In a context of tensions with the junta in power in this Sahelian country, the French company specializing in uranium announced on Friday November 15 to suspend its “expenses linked to extraction activities” in order to prioritize “payment of salaries”.
The French uranium specialist Orano has already been on better terms with its Nigerien partners. The board of directors of Somaïr, a company 64.3% owned by Orano and 36.6% by Niger, announced this Friday, November 15, that it had voted “the temporary suspension of expenses linked to ore extraction and processing activities” in the Sahelian state. This decision, ratified on Tuesday, will remain in force until “the effective resumption of the export and marketing of its production”.
Orano justified its decision by explaining that it wanted “direct the remaining available cash towards maintaining the payment of salaries and vital functions of the industrial site for as long as possible”. At the end of October, the French company decided to suspend its production in Niger due to “the worsening of Somaïr’s financial difficulties”.
Difficulties particularly linked to the fact that the junta withdrew from Orano a permit to exploit one of the largest uranium deposits in the world last June: Imouraen.

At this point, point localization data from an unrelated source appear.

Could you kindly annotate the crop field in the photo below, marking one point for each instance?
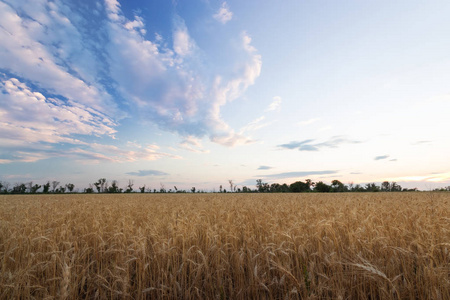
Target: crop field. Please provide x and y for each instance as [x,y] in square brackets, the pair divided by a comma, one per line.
[225,246]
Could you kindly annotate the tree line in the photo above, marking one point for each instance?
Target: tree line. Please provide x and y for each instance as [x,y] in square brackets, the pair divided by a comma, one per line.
[104,186]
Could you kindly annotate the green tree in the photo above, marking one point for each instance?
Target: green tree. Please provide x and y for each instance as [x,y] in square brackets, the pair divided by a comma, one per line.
[54,185]
[322,187]
[299,187]
[70,187]
[35,188]
[89,190]
[101,185]
[46,187]
[19,188]
[129,186]
[386,186]
[372,187]
[337,186]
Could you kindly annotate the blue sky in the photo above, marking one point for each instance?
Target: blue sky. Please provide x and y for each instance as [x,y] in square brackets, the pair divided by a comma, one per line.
[194,93]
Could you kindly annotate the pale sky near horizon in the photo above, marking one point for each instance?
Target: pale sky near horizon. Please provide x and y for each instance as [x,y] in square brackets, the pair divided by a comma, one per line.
[194,93]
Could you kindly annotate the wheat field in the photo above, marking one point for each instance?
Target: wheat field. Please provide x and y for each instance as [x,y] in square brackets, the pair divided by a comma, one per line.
[225,246]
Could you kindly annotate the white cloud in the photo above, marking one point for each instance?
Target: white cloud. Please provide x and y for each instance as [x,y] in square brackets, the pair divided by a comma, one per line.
[193,144]
[52,48]
[182,43]
[275,104]
[309,121]
[47,49]
[169,86]
[30,117]
[224,14]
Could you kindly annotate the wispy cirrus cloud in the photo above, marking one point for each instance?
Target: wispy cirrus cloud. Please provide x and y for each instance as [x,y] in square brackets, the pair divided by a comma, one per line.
[143,173]
[169,87]
[309,145]
[299,174]
[224,14]
[264,168]
[381,157]
[86,67]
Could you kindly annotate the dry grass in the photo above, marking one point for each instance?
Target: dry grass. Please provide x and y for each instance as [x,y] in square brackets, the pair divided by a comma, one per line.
[228,246]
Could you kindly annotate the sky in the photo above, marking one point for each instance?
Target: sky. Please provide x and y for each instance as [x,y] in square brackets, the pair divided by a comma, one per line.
[197,93]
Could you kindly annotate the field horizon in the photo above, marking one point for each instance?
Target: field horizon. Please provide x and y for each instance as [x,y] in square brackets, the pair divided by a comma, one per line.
[225,246]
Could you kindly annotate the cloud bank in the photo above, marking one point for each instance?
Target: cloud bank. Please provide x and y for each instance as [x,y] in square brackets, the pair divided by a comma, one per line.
[143,173]
[309,145]
[71,72]
[224,14]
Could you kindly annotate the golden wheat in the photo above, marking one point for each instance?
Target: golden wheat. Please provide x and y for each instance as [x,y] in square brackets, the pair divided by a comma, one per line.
[225,246]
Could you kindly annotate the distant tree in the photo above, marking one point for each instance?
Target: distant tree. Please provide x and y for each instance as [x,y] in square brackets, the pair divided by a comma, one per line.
[386,186]
[395,187]
[274,188]
[54,185]
[46,187]
[129,186]
[263,187]
[337,186]
[259,185]
[372,187]
[231,184]
[35,188]
[101,185]
[70,187]
[19,188]
[299,187]
[114,188]
[89,190]
[310,183]
[322,187]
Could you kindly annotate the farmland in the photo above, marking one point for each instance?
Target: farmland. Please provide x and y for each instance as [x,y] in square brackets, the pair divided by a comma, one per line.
[226,246]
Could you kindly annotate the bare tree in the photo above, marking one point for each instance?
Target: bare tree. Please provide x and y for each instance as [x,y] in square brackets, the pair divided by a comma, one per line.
[231,184]
[54,185]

The export of this material has also become impossible, because the border between Niger and Benin is closed for security reasons, according to Niamey. In total, 1,050 tonnes of uranium concentrate from 2023 and 2024 stocks, or almost half of the site’s average annual production, are currently blocked. This represents approximately “300 million euros”depending on the group.

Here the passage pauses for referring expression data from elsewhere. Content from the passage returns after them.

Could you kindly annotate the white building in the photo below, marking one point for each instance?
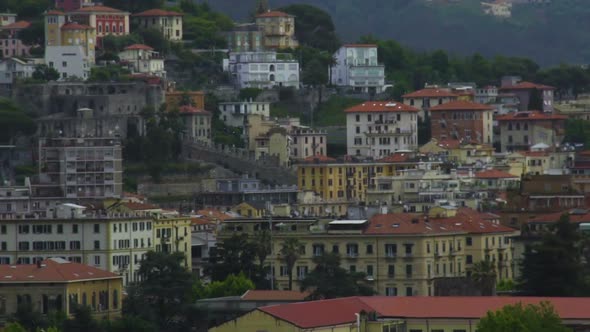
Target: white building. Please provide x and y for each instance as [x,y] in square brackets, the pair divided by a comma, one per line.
[233,113]
[143,59]
[262,70]
[69,61]
[378,129]
[357,67]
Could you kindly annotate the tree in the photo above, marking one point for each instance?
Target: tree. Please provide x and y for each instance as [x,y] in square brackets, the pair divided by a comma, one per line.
[290,252]
[328,280]
[483,273]
[45,73]
[554,266]
[520,318]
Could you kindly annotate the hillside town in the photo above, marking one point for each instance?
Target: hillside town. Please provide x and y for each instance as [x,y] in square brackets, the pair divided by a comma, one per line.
[245,179]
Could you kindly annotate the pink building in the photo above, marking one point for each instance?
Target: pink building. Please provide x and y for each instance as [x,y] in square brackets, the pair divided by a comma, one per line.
[10,43]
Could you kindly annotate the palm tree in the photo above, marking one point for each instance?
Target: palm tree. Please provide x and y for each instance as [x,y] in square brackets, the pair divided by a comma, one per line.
[290,252]
[483,273]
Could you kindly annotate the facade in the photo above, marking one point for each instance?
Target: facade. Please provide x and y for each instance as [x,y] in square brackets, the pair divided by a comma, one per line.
[263,70]
[463,121]
[105,20]
[525,90]
[521,130]
[56,284]
[418,314]
[197,124]
[357,67]
[10,43]
[307,142]
[429,97]
[378,129]
[237,113]
[167,22]
[143,59]
[402,254]
[79,168]
[278,30]
[245,38]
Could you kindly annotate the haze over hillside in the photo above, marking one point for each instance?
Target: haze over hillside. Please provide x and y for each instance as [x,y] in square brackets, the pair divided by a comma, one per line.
[550,33]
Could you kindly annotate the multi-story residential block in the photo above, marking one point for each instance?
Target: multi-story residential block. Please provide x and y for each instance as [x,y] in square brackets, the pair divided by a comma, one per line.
[377,129]
[525,90]
[429,97]
[57,285]
[167,22]
[357,67]
[262,70]
[402,254]
[113,241]
[247,37]
[143,59]
[82,168]
[72,5]
[105,20]
[10,42]
[462,120]
[278,30]
[307,142]
[521,130]
[236,113]
[197,124]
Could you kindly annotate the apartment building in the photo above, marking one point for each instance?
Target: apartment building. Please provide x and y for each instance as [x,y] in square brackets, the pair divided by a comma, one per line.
[377,129]
[463,121]
[169,23]
[402,254]
[263,70]
[357,67]
[522,130]
[278,30]
[79,168]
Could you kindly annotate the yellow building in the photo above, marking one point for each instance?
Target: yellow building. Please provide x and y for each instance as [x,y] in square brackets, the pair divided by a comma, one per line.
[380,314]
[403,254]
[349,180]
[278,29]
[56,284]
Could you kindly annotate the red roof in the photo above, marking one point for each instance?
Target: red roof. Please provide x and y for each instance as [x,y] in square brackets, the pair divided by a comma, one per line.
[274,13]
[158,12]
[530,116]
[524,85]
[101,9]
[16,25]
[192,110]
[494,174]
[461,105]
[381,106]
[342,311]
[52,270]
[75,26]
[430,93]
[138,47]
[274,295]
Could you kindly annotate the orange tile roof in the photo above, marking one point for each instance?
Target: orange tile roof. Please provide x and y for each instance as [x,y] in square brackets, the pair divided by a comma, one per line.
[494,174]
[430,93]
[138,47]
[157,12]
[524,85]
[274,13]
[16,25]
[52,270]
[381,106]
[274,295]
[461,105]
[530,116]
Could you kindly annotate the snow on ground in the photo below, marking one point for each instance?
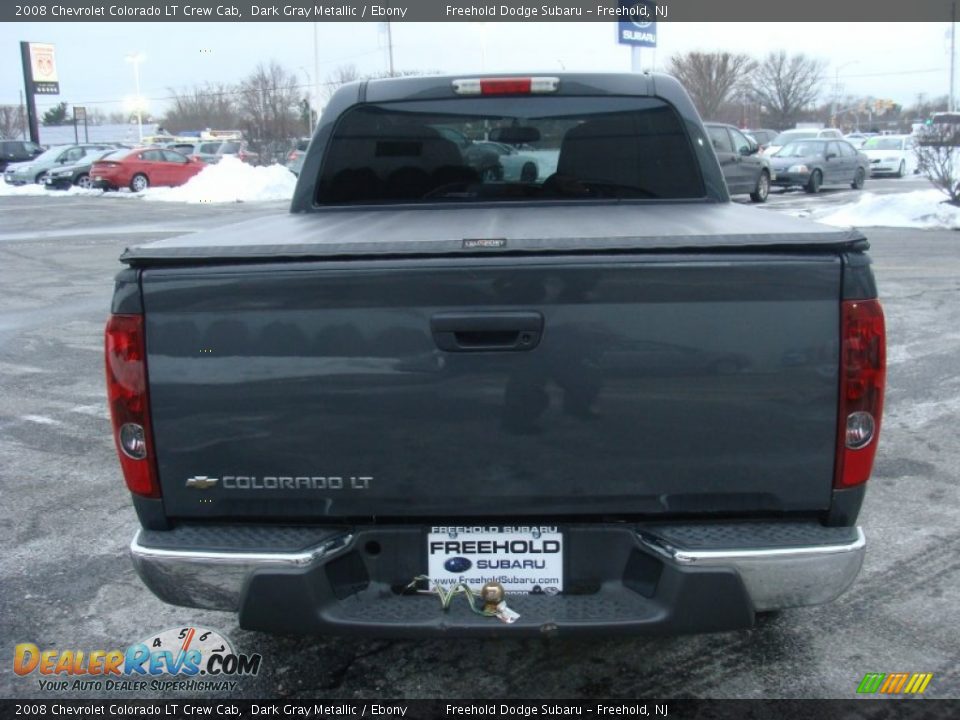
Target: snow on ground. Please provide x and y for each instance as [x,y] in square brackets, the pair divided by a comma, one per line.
[231,180]
[228,181]
[923,209]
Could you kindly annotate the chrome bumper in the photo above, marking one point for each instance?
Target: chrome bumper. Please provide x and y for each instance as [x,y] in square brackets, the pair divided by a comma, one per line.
[215,580]
[779,578]
[774,578]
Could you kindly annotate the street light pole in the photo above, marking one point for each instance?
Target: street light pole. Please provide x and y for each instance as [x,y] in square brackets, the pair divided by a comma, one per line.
[136,59]
[390,48]
[836,91]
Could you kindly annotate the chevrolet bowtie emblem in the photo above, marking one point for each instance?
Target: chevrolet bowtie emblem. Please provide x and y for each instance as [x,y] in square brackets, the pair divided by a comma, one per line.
[202,482]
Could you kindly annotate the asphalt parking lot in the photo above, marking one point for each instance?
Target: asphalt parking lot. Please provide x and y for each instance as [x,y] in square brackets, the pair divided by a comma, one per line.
[66,519]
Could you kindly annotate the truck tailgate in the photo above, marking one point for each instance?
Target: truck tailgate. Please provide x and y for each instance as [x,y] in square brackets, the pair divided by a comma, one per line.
[560,385]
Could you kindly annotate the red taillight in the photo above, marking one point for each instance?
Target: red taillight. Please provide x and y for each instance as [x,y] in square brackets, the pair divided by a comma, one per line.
[863,372]
[125,350]
[505,86]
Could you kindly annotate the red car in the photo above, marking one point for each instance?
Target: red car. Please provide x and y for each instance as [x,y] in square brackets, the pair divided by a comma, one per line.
[140,168]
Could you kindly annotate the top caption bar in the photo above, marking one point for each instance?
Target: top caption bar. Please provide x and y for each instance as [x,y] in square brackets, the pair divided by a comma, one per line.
[725,11]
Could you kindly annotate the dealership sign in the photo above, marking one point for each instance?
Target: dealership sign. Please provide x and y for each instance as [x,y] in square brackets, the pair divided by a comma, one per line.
[636,26]
[43,69]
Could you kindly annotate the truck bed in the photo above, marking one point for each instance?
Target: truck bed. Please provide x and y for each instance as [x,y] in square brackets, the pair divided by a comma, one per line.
[657,382]
[441,231]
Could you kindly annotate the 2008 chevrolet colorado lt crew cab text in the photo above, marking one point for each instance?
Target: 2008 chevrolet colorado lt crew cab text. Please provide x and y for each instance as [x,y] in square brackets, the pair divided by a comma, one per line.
[636,406]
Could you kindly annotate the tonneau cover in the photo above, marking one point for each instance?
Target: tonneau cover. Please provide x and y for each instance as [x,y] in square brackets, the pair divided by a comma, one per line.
[348,233]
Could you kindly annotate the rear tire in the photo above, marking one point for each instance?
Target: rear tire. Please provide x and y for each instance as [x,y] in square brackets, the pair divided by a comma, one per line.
[762,191]
[859,178]
[139,182]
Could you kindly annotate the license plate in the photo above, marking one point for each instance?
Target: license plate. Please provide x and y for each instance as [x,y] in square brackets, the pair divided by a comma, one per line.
[522,559]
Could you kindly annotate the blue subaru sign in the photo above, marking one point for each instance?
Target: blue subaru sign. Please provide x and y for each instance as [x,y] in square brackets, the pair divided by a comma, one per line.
[636,26]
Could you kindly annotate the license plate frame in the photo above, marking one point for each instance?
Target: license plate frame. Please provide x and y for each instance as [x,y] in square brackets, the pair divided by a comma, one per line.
[525,560]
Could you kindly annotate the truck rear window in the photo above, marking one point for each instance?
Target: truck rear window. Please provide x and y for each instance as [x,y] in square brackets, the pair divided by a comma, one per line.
[509,148]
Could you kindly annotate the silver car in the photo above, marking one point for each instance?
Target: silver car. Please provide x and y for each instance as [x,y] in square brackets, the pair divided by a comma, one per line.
[58,156]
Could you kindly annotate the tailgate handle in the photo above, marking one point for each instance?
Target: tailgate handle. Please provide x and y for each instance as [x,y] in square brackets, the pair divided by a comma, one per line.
[491,331]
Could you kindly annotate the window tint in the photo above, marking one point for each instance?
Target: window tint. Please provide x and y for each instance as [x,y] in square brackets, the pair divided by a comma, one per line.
[719,138]
[171,156]
[740,141]
[559,148]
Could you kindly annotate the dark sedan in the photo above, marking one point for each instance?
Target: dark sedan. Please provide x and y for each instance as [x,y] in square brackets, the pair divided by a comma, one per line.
[744,168]
[813,163]
[78,173]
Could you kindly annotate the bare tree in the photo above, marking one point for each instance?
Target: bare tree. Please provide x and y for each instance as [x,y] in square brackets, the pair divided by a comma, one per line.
[96,116]
[340,76]
[938,157]
[213,105]
[712,79]
[12,122]
[786,84]
[348,73]
[269,104]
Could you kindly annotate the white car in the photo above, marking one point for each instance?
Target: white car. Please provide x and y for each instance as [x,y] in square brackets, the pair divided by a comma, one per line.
[891,154]
[789,136]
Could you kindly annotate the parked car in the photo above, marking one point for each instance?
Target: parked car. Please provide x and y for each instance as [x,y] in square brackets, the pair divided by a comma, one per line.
[763,136]
[815,163]
[78,173]
[788,136]
[239,150]
[17,151]
[744,168]
[204,151]
[377,353]
[500,161]
[59,155]
[141,168]
[296,155]
[891,154]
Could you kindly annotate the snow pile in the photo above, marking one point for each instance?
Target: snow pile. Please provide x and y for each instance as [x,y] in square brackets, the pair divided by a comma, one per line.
[21,190]
[230,180]
[918,209]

The Nigerien government has repeatedly repeated its desire to thoroughly review the system of exploitation of raw materials on its soil by foreign companies. It is also turning to new partners such as Russia or Iran. The Sahelian state has also invited Russian companies interested in the exploitation of its natural resources to visit the site, while Colonel Ousmane Abarchi, Minister of Mines in Niger, declared that they had “already met” these companies.